Пэтти выпятила нижнюю губу. — Отчасти он прав. Люди сейчас прижимистые пошли. Раз он говорит, что по две связки покупают нечасто, я склонна ему верить. По крайней мере, в этом он разбирается.
— С чего это? — спросил Дэнни.
— Эй, — проговорил Аристос Депопулос, — да вы на товар-то гляньте.
— Гляньте на его акцент, — пробормотала Пэтти. — Уж нас-то вы не надуете.
— Послушайте, — сказал Дэнни, — дело в том, что все эти ухищрения вроде продажи пары штук по цене, чуть меньшей, чем две штуки порознь, давно устарели. Люди уже устали от всех этих хитростей. Так, дайте-ка мне ваш карандаш, — проговорил он, и Аристос Депопулос спокойно дал карандаш Дэнни Перкинсу. Без малого двенадцатилетний мальчик взял карандаш, перевернул объявление другой стороной и нацарапал: "Одна связка — 13 центов. Две связки — 27 центов". — Вот, — произнес он. Он посмотрел на сестру, которая медленно прочитала ценник и широко улыбнулась, явно одобряя идею брата.

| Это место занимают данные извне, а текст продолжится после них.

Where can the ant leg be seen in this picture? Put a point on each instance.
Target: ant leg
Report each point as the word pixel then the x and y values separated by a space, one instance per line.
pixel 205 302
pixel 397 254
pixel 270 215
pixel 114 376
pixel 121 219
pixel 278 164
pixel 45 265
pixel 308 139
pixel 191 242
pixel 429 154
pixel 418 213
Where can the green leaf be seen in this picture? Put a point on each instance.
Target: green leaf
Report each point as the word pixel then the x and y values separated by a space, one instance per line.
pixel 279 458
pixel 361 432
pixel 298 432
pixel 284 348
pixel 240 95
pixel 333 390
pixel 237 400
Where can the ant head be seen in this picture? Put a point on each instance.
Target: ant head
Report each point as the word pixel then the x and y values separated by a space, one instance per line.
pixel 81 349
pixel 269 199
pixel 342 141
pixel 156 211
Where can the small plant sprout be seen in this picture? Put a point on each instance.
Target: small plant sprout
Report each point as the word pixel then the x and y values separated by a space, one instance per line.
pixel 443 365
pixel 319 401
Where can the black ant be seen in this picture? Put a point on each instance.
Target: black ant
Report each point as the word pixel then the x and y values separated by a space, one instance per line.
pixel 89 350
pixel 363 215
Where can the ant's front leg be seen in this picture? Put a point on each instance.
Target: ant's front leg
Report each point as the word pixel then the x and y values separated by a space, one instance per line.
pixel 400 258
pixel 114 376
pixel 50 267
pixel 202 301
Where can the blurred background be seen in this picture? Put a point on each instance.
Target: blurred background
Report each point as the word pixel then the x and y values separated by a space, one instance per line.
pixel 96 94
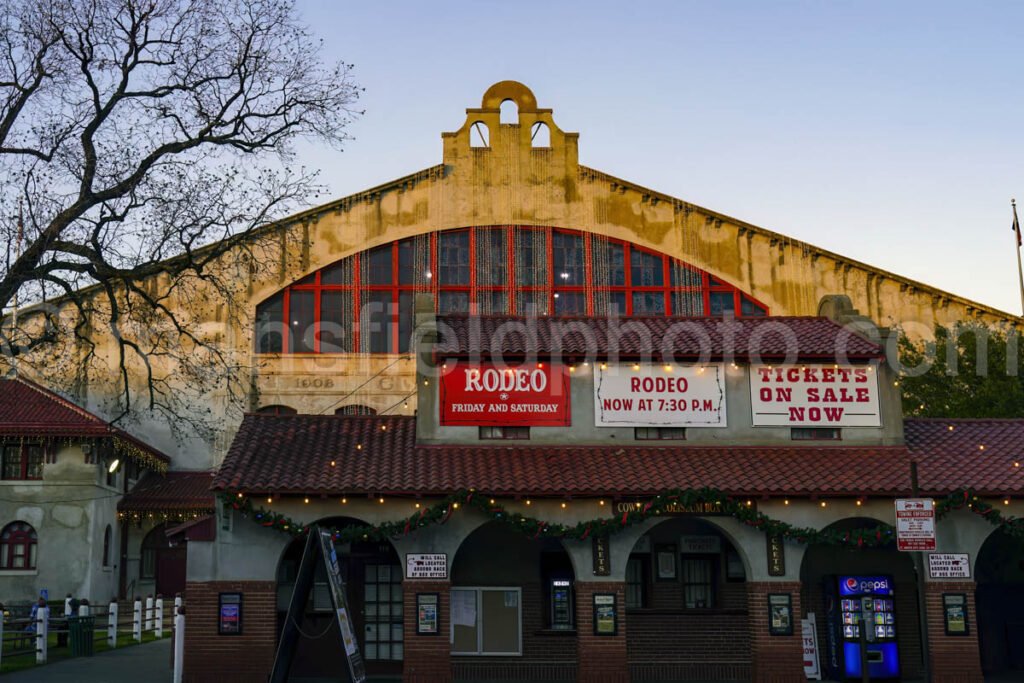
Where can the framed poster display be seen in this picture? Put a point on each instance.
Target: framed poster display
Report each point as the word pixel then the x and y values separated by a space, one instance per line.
pixel 779 614
pixel 954 613
pixel 605 616
pixel 665 562
pixel 427 614
pixel 229 614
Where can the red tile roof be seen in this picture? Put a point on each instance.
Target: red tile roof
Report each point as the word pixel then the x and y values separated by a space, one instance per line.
pixel 28 409
pixel 175 492
pixel 294 454
pixel 682 338
pixel 986 455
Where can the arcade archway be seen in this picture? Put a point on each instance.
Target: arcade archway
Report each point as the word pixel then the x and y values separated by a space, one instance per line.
pixel 373 582
pixel 999 600
pixel 685 587
pixel 513 607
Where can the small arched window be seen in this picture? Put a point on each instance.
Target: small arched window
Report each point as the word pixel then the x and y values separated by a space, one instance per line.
pixel 355 409
pixel 17 547
pixel 540 135
pixel 107 546
pixel 479 135
pixel 510 112
pixel 278 410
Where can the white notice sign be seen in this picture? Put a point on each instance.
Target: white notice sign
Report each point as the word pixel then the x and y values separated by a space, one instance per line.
pixel 812 669
pixel 914 523
pixel 948 565
pixel 658 395
pixel 426 566
pixel 814 396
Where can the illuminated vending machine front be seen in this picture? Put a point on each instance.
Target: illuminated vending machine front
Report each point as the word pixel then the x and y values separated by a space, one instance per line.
pixel 866 602
pixel 561 604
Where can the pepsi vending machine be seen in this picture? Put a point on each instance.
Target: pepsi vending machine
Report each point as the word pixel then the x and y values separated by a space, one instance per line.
pixel 866 602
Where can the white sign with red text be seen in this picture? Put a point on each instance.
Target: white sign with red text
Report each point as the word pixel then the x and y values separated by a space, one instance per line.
pixel 658 395
pixel 914 523
pixel 814 395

— Гениально, — проговорила она. — Действительно, гениально.
— Не-а, — сказал Дэнни Перкинс. — Это же элементарно.
Грек посмотрел на объявление и сказал:
— Я что, сумасшедший? Да разве кто-нибудь купит пару связок по цене, которая больше, чем за две отдельные связки? Какой в этом смысл?
Пэтти ухмыльнулась.
— Да, трудно иметь дело с недоумками. Разумеется, какой дурак купит теперь пару связок по новой цене. Но, — добавила она, причем личико ее сейчас напоминало чем-то мордочку хитрого грызуна, — но что помешает покупателю приобрести у вас одну связку и дать вам тринадцать центов, а несколько секунд спустя купить еще одну связку и дать вам еще тринадцать центов? Итог: две связки куплены за двадцать шесть центов. Лишь кретины подумают, что они сэкономили цент. На самом деле это вы получили лишний цент.
— Элементарно, — проговорил Дэнни.
Грек нахмурился. Он раздумывал. Потом пошевелил ногой и нахмурился еще больше. Потом он взял ценник, схватил карандаш, энергично замазал старую цену и снова воткнул картонку между желтыми связками.

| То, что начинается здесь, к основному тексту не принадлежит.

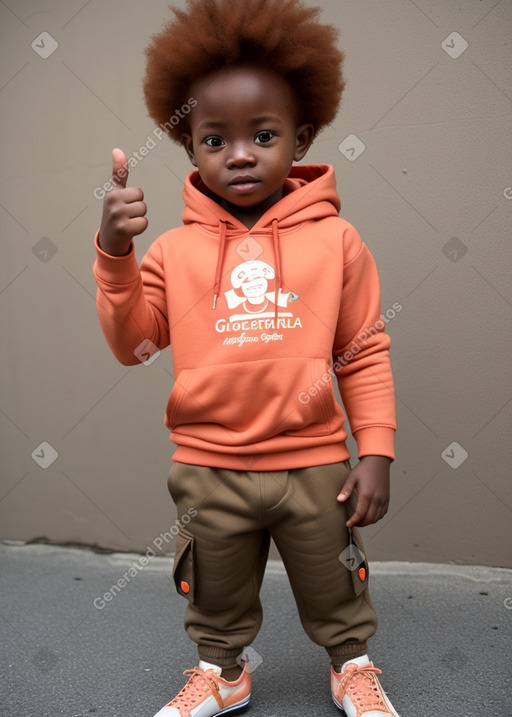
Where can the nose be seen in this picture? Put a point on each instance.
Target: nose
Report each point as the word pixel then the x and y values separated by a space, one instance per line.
pixel 241 155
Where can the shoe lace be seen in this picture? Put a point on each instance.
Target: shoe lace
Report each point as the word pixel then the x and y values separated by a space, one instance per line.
pixel 197 688
pixel 363 687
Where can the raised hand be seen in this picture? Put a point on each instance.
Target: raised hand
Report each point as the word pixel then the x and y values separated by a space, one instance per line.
pixel 124 211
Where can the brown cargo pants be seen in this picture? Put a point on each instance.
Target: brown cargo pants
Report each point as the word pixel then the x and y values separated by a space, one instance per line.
pixel 226 520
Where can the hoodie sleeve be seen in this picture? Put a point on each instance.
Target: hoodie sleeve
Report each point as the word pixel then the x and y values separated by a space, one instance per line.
pixel 361 353
pixel 131 302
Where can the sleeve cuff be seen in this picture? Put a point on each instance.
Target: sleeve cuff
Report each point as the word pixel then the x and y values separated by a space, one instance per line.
pixel 115 269
pixel 376 441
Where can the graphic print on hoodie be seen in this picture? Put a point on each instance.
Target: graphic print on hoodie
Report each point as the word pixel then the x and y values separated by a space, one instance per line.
pixel 260 322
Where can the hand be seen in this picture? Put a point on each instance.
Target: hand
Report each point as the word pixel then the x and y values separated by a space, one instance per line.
pixel 369 479
pixel 123 210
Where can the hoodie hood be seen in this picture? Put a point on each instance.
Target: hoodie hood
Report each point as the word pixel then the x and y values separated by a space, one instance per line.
pixel 309 193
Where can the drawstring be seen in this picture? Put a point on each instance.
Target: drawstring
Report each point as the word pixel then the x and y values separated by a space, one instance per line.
pixel 277 256
pixel 220 261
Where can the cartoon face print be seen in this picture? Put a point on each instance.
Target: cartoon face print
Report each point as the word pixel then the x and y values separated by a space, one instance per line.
pixel 252 279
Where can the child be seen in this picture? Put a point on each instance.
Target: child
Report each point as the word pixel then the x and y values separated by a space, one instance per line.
pixel 266 296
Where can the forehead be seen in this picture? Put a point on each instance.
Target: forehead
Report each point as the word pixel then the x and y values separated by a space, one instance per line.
pixel 238 94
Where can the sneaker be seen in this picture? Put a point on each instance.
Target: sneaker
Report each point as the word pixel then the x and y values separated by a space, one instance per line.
pixel 206 694
pixel 357 690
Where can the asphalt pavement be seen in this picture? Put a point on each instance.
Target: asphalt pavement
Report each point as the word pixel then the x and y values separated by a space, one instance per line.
pixel 86 633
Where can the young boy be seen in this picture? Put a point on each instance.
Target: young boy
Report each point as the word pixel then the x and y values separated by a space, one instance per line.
pixel 266 296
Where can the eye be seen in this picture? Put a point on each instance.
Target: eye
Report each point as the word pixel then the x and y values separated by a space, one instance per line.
pixel 214 141
pixel 265 136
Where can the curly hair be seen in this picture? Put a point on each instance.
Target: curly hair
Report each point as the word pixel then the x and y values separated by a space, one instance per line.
pixel 210 35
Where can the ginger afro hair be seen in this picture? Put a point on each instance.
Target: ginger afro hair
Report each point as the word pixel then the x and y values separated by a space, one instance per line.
pixel 283 35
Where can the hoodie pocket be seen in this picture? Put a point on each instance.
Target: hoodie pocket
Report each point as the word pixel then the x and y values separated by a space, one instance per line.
pixel 244 403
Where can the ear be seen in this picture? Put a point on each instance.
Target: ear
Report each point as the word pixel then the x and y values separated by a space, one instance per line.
pixel 186 140
pixel 303 139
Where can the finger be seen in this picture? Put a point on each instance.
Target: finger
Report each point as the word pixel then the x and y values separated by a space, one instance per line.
pixel 136 209
pixel 137 226
pixel 119 167
pixel 358 517
pixel 347 489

— Вы на пути к покупке своего первого "кадиллака", — сказал ему Дэнни Перкинс.
Аристос улыбнулся. Он ничего не ответил. Один "кадиллак" у него уже был.

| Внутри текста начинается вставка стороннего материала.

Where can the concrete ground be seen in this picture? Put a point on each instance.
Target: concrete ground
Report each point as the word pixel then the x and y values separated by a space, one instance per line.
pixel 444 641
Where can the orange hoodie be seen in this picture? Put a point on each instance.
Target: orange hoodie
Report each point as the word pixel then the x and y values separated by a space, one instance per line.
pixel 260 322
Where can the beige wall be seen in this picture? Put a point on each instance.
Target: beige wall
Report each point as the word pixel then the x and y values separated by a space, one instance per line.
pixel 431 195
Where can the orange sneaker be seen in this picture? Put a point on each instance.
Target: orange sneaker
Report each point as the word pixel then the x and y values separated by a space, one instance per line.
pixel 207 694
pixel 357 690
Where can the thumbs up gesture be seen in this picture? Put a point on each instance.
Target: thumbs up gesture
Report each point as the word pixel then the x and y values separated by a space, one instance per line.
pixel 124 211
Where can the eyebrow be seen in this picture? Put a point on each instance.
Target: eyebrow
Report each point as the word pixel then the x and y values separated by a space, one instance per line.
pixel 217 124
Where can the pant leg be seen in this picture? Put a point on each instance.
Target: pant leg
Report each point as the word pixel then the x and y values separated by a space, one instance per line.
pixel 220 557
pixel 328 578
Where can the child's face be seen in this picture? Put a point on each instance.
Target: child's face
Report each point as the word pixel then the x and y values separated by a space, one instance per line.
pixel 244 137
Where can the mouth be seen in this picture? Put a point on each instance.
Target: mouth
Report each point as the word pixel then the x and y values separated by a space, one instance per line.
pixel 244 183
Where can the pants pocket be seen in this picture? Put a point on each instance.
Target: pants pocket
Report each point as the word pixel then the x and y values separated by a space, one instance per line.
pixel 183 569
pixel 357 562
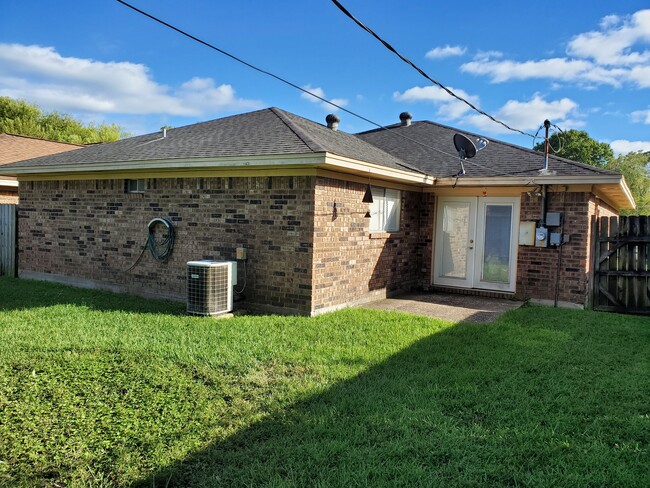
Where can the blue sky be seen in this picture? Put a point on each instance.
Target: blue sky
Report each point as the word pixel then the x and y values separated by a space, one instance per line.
pixel 583 65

Несколько месяцев спустя грека нашли лежащим рядом со своей тележкой. Близнецы Перкинс услышали вой сирены скорой помощи и полицейской машины — стоял жаркий августовский полдень, и они пошли на эти звуки, пока не добрались до места происшествия. Это случилось в двух кварталах от их дома, но все еще в пределах нового жилого комплекса. На одной стороне улицы полицейский приблизился к группе строительных рабочих; рядом валялись банановые корки, у их ног стояли ящички с продовольствием, а за спинами высился недостроенный кирпичный дом — будущий собрат точно таких же строений, окружавших его с обеих сторон. В руках у полицейского была маленькая черная записная книжка, куда он поспешно что-то записывал. На другой стороне улицы остановилась машина скорой помощи, в которую заносили останки Аристоса Депопулоса, тогда как второй полицейский с сердитым видом тоже что-то черкал в своей черной записной книжке. Третий полицейский поднял из пыли лежавший рядом с тележкой кирпич и аккуратно завернул его в кусок мягкой ткани, чтобы не повредить, возможно, оставшиеся на орудии преступления отпечатки пальцев. То, что именно кирпич стал причиной смерти разносчика, было ясно даже полицейскому, поскольку на камне остались следы крови и виднелись несколько прилипших темных спутанных волосков.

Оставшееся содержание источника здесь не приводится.